For now, CTV may still be primarily viewed through a brand-building lens. “CTV remains very much in the branding zone. Marketers count on it to narrate stories made for a lean-back environment. The ecosystem doesn’t yet offer the preciseness in its level of targeting, tracking, and scale needed to make performance marketing on CTV feel credible.”
And Chopra cautions that if expectations are not met, advertisers will fall back on safer bets. “Advertisers would be willing to pay a premium, only if results are delivered. If CPMs keep gaining momentum without a proportional return, it’s only natural for brands to go back to platforms that offer more certainty. YouTube and Meta may lack the big screen appeal, but they do offer data, scale and attribution.”
Still, forward-looking brands are carving out CTV as a dedicated hybrid channel—part digital, part television. Thakkar points out that once regional brands experience “TV-style delivery with digital-style attribution,” they begin diverting traditional TV spends toward CTV—especially during regional or religious programming spikes.

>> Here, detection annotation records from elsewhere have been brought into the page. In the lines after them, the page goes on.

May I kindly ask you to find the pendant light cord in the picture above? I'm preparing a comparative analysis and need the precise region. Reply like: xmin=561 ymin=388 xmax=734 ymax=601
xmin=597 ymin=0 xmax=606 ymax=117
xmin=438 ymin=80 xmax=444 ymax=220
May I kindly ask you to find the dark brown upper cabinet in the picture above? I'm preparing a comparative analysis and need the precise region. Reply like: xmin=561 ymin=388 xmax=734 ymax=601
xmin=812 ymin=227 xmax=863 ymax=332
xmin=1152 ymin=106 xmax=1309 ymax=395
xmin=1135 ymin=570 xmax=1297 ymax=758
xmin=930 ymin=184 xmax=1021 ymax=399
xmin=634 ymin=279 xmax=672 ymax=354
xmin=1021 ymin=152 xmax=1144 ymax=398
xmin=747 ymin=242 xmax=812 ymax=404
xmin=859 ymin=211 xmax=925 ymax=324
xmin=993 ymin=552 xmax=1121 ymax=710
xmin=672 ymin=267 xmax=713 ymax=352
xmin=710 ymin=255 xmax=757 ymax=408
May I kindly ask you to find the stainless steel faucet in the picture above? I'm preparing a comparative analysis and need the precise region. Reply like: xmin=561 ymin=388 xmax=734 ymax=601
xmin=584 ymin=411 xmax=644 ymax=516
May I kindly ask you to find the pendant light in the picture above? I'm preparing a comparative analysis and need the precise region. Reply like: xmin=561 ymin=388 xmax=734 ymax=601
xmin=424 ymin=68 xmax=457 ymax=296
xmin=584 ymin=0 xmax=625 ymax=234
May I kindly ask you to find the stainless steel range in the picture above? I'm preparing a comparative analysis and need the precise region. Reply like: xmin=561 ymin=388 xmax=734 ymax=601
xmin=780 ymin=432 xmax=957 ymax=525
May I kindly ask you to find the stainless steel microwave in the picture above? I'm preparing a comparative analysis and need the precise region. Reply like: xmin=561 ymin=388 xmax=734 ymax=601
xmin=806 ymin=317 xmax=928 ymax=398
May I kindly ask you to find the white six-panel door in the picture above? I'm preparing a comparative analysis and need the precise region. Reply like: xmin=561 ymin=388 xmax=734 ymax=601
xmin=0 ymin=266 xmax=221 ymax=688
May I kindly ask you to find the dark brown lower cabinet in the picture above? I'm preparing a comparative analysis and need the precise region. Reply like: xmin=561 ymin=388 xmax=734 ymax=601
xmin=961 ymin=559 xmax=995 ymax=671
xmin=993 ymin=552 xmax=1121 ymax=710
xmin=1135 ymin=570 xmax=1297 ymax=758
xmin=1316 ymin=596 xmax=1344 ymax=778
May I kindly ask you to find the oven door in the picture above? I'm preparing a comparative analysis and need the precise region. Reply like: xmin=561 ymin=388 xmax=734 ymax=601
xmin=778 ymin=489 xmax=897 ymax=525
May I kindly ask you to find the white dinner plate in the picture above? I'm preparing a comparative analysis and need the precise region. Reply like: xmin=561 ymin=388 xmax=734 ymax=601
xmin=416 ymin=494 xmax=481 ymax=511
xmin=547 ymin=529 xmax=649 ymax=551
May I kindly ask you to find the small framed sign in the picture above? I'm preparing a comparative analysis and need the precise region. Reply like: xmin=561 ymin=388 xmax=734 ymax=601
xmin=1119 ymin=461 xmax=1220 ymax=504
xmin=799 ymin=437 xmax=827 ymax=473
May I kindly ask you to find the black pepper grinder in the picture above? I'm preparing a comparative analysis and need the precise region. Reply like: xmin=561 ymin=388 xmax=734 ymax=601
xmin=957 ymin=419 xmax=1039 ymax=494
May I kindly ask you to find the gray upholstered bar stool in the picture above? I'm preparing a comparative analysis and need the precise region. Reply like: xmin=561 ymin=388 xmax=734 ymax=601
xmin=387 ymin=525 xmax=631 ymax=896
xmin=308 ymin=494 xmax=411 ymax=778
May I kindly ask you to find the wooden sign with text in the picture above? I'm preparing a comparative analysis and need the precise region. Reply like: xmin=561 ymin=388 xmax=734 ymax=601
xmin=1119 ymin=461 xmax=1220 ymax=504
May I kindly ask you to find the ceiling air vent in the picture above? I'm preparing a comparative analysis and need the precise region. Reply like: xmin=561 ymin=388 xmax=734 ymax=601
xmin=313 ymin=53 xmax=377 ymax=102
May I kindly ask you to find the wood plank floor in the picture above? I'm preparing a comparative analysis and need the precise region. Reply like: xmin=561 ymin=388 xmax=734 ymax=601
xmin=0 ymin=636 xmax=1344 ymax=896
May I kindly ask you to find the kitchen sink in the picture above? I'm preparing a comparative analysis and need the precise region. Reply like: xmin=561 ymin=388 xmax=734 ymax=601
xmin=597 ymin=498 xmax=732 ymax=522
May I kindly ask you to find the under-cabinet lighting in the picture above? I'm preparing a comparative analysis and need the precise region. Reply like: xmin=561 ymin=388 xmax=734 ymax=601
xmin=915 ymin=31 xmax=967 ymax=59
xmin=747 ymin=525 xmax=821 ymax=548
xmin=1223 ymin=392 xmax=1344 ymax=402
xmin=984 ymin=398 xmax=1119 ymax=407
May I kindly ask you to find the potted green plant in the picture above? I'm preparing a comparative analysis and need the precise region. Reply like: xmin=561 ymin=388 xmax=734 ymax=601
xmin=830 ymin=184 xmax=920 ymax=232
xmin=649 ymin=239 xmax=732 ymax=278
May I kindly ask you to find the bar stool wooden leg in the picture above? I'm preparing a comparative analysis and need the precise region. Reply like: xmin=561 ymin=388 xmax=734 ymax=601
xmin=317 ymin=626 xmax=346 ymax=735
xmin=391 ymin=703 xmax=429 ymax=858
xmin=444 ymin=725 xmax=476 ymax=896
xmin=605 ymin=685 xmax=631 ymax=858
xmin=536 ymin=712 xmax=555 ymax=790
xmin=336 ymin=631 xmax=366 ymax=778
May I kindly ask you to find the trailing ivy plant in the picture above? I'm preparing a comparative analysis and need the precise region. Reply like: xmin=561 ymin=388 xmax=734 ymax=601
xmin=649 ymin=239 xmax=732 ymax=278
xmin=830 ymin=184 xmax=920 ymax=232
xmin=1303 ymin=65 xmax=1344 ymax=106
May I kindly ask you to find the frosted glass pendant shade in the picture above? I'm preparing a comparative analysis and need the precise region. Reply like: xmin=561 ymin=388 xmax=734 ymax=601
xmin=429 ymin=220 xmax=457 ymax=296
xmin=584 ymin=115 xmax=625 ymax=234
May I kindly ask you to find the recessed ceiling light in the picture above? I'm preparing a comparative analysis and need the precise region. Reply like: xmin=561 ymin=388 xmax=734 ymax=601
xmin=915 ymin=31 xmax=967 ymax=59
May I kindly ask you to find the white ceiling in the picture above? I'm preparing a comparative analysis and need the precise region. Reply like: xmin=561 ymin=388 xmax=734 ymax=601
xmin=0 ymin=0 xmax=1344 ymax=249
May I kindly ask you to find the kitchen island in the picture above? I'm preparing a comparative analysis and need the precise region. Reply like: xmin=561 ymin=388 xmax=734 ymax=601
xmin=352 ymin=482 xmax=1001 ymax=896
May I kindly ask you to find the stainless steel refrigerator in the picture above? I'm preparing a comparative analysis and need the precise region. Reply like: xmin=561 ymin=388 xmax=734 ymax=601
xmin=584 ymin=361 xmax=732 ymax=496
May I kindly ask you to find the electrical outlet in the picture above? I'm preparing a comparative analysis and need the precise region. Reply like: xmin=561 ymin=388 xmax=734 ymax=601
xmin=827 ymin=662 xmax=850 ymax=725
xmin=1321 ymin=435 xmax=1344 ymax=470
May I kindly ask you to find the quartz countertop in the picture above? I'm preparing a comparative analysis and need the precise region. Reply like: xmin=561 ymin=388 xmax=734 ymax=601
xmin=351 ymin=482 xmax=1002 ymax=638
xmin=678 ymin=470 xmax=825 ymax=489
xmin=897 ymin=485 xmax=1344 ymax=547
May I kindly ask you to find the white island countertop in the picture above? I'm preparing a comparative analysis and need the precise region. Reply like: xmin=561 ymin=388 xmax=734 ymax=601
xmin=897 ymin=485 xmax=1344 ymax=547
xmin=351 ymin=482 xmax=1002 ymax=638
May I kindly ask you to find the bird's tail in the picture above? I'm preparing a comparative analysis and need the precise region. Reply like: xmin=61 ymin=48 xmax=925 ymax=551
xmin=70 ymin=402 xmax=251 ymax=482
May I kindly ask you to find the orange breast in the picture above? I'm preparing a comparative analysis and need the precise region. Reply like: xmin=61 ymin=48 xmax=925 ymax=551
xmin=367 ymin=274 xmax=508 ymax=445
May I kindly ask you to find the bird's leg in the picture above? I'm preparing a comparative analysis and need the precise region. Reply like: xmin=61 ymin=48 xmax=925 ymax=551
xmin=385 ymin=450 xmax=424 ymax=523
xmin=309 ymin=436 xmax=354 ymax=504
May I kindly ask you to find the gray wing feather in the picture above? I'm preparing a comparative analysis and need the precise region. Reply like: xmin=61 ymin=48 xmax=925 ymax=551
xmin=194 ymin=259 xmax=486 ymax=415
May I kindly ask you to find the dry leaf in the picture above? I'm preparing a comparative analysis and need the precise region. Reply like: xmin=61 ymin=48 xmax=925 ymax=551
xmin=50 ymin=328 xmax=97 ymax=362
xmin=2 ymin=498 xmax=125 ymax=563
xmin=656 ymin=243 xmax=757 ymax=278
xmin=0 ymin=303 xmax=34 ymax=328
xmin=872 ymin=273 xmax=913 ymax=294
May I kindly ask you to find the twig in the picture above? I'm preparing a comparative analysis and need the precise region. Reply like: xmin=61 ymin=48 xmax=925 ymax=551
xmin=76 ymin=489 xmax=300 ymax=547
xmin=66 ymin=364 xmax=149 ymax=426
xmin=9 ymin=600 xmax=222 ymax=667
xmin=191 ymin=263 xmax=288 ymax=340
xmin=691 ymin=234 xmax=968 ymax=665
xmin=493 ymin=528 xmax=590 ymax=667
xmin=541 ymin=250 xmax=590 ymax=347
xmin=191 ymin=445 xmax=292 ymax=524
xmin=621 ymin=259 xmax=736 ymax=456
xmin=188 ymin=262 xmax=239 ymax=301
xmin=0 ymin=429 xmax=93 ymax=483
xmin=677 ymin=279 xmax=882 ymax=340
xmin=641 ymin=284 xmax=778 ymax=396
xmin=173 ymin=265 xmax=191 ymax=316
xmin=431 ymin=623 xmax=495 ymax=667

But trust in metrics and transparency is essential for this shift to scale. Manish Solanki, COO and Co-founder at TheSmallBigIdea, notes, “Measurement has continued to be the biggest hurdle. Unlike traditional TV, CTV does not have a consensus third-party measure through which advertisers can see everything with clarity.”
He also flags ad fraud as a growing concern, particularly with premium CPMs in play. “Invalid traffic and spoofed impressions have become real contributors when supply paths are not confirmed. Brands are pushing for verified inventory, using ad verification tools and establishing direct partnerships with platforms. But this calls for industry standardization as a priority.”
With India on track to cross 50 million connected TV households by 2025, and regional stickiness driving both brand lift and performance efficiency, CTV is poised to become more than a trend. As infrastructural upgrades continue and measurement tools mature, brands are beginning to see CTV not just as a lean-back experience but a lean-in opportunity. The next leap will depend on solving for transparency, standardization, and credibility at scale. And if those pieces fall into place, the future of television in India may look far more connected than anyone predicted.